It didn’t happen over night. They worked hard to get there. When you reach out to your target influencers, keep in mind all they hard work they’ve put in to building their audience.
2. They are professionals.
Just because Rhett & Link crack jokes or Markiplier (Mark Fischbach) plays games doesn’t mean they aren’t professionals. So, maybe they don’t follow nine-to-five. Maybe they don’t wear suits. Maybe Markiplier acts deranged sometimes, even when he’s giving motivational speeches. The point is, he does give motivational speeches.
The point is, that no matter what these influencers do, there are people out there who watch them, are entertained by them, and learn by them. They influence. They motivate. They cater to their audiences. They are the professionals in their very niche field of internetainers (coined by Rhett & Link).
How would you approach a professional?
Many influencers complain about businesses and marketers reaching out to them in private messages, chats, DMs, YouTube comments, Instagram posts and so on. These may be where they work, but social platforms aren’t their office, if you get the difference.
Email, phone call, personally showing up – reach out to your influencers in the same way you might with any other business-to-business connection.
3. Build a relationship with them first.
Even in B2B, someone reaches out at the beginning. Someone, whether the potential buyer, seller or partner, begins the conversation. This should be you. Let them get to know your brand.
Send them an “expectation free” sample of what you’re offering. You want them to wear your shoes? Try sending a pair without a, “Can you wear these and flash them on Instagram” note. How about a, “This is just a note to introduce you to our brand,” note?
For that matter, why not build a conversation without the sales pitch? Let them know that you know they are more than just their fans.
4. They know their audience best.
And speaking of fans, remember that they know what their audience responds to. They’ve put in the footwork, so to speak. They’ve spent the better part of their time on their chosen social channels watching the insights and views, finding out which posts did the best or worst.
With this in mind, take the time to ask them for their input. Let them know that they can have some creative direction. After all, this is their brand, too, which brings us to the final point:
5. It’s about their brand, too.
These influencers have built a brand. They’ve told their fans that they can expect certain things from their work. If they’ve been around awhile, they’re not going to risk losing the trust of their audience for your product.
If they’re fairly new to the “influencer marketing game,” they might not be as careful, but you should be. Take your influencers’ brand into consideration as well. Do your best – to the best of your ability – to make sure you both look good.
There’s a reason why influencer marketing – from co-created content to straight on influencer campaigns – is growing so quickly.
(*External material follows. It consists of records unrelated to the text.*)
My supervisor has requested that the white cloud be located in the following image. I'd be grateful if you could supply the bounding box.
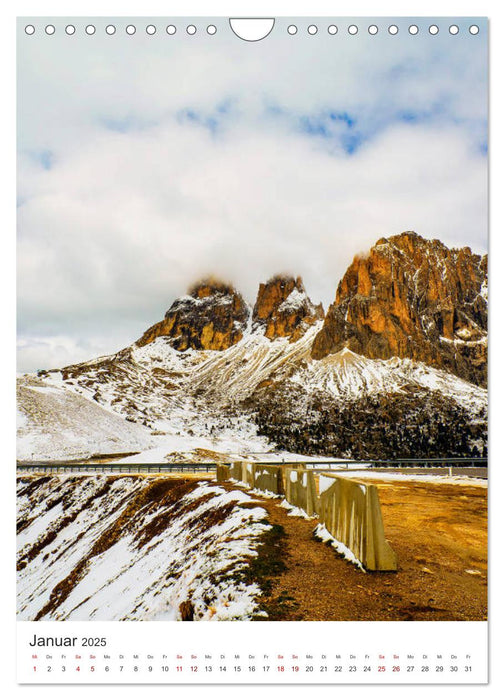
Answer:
[18,19,486,369]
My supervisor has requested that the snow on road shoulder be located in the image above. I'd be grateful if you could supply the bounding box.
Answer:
[18,475,270,620]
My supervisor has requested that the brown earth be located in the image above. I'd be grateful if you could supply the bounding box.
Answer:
[221,480,487,620]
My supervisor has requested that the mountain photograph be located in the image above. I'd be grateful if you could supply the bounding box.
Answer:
[18,232,488,461]
[15,17,489,624]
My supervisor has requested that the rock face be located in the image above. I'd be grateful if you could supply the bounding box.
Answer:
[312,231,487,386]
[137,279,250,352]
[252,275,324,341]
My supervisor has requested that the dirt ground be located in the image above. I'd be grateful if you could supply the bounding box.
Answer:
[221,480,487,620]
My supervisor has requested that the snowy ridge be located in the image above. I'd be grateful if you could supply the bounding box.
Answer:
[18,314,487,461]
[17,376,153,460]
[17,475,269,620]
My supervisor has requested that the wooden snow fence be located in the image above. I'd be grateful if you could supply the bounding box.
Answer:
[216,464,231,481]
[284,465,318,515]
[318,475,397,571]
[255,464,285,496]
[217,462,397,571]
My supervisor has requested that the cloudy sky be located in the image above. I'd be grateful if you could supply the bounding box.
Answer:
[17,18,487,371]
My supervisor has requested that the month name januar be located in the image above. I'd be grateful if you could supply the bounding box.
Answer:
[28,634,77,647]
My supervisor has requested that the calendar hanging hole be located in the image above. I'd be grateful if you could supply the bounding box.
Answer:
[229,17,275,41]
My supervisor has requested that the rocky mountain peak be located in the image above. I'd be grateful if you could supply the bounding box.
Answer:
[137,278,250,352]
[252,275,324,341]
[312,231,487,385]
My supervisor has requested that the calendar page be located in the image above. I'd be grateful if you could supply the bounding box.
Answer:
[16,10,488,685]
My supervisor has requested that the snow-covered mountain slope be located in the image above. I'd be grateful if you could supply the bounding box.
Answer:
[21,321,487,461]
[17,375,154,460]
[20,231,487,461]
[17,475,270,620]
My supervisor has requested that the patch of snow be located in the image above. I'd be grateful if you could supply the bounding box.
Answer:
[313,523,366,573]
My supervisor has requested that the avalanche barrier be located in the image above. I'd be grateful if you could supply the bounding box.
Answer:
[318,476,397,571]
[217,462,397,571]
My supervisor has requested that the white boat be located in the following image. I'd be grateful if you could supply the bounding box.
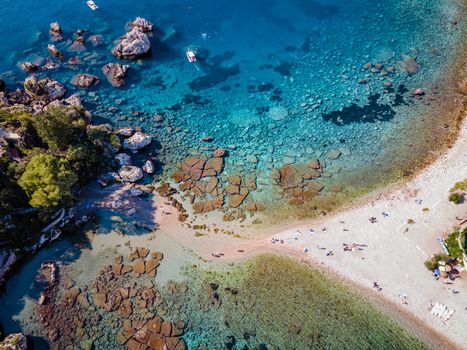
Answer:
[86,0,99,11]
[186,49,196,63]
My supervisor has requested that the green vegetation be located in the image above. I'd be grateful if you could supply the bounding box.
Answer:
[425,228,467,270]
[0,106,115,242]
[18,154,78,208]
[449,192,464,204]
[449,179,467,204]
[425,253,449,271]
[446,229,467,260]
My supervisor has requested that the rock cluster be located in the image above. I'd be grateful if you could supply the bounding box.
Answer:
[123,132,152,152]
[38,247,187,350]
[112,27,151,60]
[23,75,66,102]
[102,63,130,87]
[172,154,265,221]
[0,333,28,350]
[71,74,100,88]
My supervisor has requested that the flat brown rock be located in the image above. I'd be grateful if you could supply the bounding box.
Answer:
[148,334,165,350]
[147,316,162,333]
[133,259,146,275]
[161,321,172,337]
[228,175,242,186]
[308,159,321,170]
[229,194,245,208]
[120,299,133,318]
[192,202,204,214]
[205,177,219,193]
[122,265,133,275]
[307,182,324,192]
[136,247,149,258]
[146,259,159,273]
[225,185,240,195]
[204,157,224,174]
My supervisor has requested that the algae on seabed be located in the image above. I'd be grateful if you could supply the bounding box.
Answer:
[181,255,429,350]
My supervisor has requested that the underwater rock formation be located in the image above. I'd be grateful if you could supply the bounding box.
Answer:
[112,27,151,60]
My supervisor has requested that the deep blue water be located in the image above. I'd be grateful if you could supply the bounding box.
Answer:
[0,0,460,344]
[0,0,460,202]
As a part of Word of Mouth marketing, which is one of the top marketing methods, it can help you reach out to very specific target markets.
It’s borrowed influencer. These influencers are letting you reach out to an audience they’ve built, use the trust that they’ve built, to market your product. Be courteous. Be professional.
Above all, keep in mind that influencer marketing is a co-branding strategy. They’re partners, not employees.